Preclinical Alzheimer disease (AD) refers to the stage when underlying disease processes occur in the brain such as amyloid plaque and tau tangle accumulation, before measurable cognitive symptoms appear. Increasing evidence has shown that this phase of AD can begin years, even decades, before a clinical diagnosis is made, possibly creating a critical window for early detection and preventive intervention. Recent advancements in biomarker technology are making it more possible to identify patients who are at risk during this silent stage of AD, offering the potential to slow or delay disease progression before symptoms emerge.

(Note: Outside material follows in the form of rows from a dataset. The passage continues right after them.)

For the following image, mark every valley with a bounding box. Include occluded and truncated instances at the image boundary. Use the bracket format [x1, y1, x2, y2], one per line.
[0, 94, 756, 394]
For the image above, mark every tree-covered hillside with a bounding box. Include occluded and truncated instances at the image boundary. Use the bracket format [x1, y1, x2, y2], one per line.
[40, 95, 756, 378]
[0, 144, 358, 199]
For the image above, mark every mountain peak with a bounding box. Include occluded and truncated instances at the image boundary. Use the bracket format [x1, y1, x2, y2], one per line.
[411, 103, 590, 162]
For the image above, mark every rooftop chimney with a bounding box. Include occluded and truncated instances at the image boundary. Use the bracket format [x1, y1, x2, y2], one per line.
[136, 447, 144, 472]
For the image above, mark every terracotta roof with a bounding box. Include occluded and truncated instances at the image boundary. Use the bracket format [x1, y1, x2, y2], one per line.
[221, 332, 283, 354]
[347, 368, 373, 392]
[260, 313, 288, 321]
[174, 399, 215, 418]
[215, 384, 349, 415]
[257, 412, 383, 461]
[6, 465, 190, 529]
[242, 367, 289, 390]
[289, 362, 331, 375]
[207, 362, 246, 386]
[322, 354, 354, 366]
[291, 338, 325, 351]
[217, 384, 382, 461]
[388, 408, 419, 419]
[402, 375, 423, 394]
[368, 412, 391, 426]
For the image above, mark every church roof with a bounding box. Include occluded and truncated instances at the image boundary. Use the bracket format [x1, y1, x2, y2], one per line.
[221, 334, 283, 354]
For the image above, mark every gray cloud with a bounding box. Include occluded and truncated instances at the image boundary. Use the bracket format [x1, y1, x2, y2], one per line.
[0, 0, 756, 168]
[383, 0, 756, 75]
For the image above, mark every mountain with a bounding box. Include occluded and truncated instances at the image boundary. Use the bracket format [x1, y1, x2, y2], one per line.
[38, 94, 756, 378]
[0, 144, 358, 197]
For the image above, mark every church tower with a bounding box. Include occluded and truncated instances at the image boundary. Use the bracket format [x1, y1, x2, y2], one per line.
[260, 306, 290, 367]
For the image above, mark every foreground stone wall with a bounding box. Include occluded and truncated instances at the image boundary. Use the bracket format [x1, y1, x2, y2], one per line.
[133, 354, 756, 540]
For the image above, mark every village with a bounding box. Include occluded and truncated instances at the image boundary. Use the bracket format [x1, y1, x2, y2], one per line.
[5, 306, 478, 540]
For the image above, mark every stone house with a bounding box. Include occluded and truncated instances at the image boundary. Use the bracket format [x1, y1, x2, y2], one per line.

Recently, at the 2025 Alzheimer’s Association International Conference, held July 27-30, in Toronto, Canada, Sylvia Villeneuve, PhD, an associate professor in the Department of Psychiatry at McGill University, presented on biomarker and clinical trajectories of preclinical AD in a plenary session.1 During the presentation, she highlighted that positron emission tomography (PET) imaging remains the most specific tool for detecting amyloid plaques and tau tangles in the brain; however, its high cost and specialized equipment requirements limit widespread clinical use. In contrast, blood-based biomarkers, although less specific and detecting soluble protein forms, may be more accessible and can predict risk up to 10 years before cognitive decline.
In a follow-up interview NeurologyLive®, Villeneuve emphasized that the future of early AD detection may lie in panels combining multiple biomarkers, including amyloid, tau, neurodegeneration, and inflammation measures, to improve accuracy and risk stratification. She also underscored the influence of individual risk factors such as APOE4 status, sex, and menopause-related metabolic and vascular changes on disease onset. Understanding these modifiers, she noted, could be essential for tailoring prevention strategies and identifying the individuals most likely to benefit from early intervention.